Sunday, February 22, 2009

Big stuff

The last of the goods came off the truck at 2:30 yesterday afternoon. I have, for the past 26 hours, been a resident of Rhode Island. A Rhode Islander. And a, um, Providential. Providencer. Providenconian. Providenciac. Hmm... none of those really roll off the tongue. Google wasn't super helpful on that question. Anyone know? Please. Tell me what I am!*

On Saturday morning my father and I drove to Hyde Park, where a friendly-to-the-point-of-scarily-manic rental truck company employee furnished me with a twenty-six foot truck. That's a lot of truck. Luckily, I enjoy piloting such behemoths, and was even undeterred upon learning, shortly after driving away, that the brakes were a bit... fey. They were on their own schedule. Driving a truck that big is a perspective-altering experience. Not just because you're pretty high up, which is helpful for medium- and long-distance visibility but terrible for short-distance, but because you have to think about yourself in a completely different way. When driving a passenger car, it's easy to stop thinking about the dimensions of the car, but when you're swinging thirty feet of American beef around narrow residential streets, you find your self-awareness a bit more keyed up. In any event, I got the truck back to our Jamaica Plain apartment without incident while my father stopped and loaded up on donuts and coffee for the crew.

And what a crew they were! Many thanks again to all who did such great work. Our friends arrived in droves, early and often. They drank coffee, ate donuts, and hauled our crap out to the truck. It was a beautiful thing. After the truck was loaded, a few of them went home, but many brave souls came with us to Providence to help unload into our new apartment.
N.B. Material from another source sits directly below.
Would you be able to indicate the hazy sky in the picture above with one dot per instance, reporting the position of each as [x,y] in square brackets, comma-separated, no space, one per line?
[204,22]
This was particularly welcome, because our new place is on the third floor.

On my first trip up the stairs with a load of boxes I (and my knees) thought, "Oh lord, this is going to be terrible." But many hands make light work, and I was mindful to heed the words of a drummer/cheesemonger friend who, when asked to describe his astounding ability to eat massive quantities of food, said "You just keep the fork moving. Don't stop to think about what you're doing, just keep moving steadily." As it turns out, this advice also works well for moving into a third-floor walkup. Drag the futon up the front steps, plod down the back steps, haul a crate of LP's up the front, stagger down the back. Repeat.

At 2:30, we were done, and I took the truck, my mother, and a dear and helpful friend to return the truck at the nearby rental place on Broad Street. It was so close that we decided to just take the truck over and then walk back. The area we traversed was mostly empty lots and possibly-operational light industrial space. And chain link and broken glass. But then, we crossed a street, and suddenly the glass was gone and there stood a massive mill building that had recently been turned into unaffordable housing. It was jarring--don't we do transitional spaces here?

Back at the apartment, the crew sat around on boxes, drinking cervezas and waiting for Laura and her team to come back with pizza. They'd been gone so long we all started to wonder how lost they'd gotten--then the door opened and there appeared my wife behind the largest pizza box I have ever seen. It didn't fit through the door. That's worth repeating: the pizza was so large we had to turn it on its side to get it through the door. Twenty-eight inches of insanity. The girls made great topping choices: tomato and broccoli on one side and pineapple and hot peppers on the other. (Quick aside: after working at an artisan pizza place for a year, I came to believe that two toppings is optimal--granted a good margherita on its own can be sublime.) We set upon this pizza like a swarm of angry Lilliputians.

Among the great many joys of a 28-inch pizza is the wide variety of slice shapes. A grid cut resulted in many even square slices throughout the middle of the pie, but around the edges lay bizarre and delicious rectangles, inscrutable scalenes. I even caught a glimpse of the rare and delectable rhombus just as it was being devoured by a hungry laborer. Like birders of yore, we hunted these prized species, and killed them.

...and the first point goes to Providence.





*Of course, this is America, so I should probably have my possessions to tell me what I am. Lessee... turns out, I'm books, tools, and pans. And A/V equipment.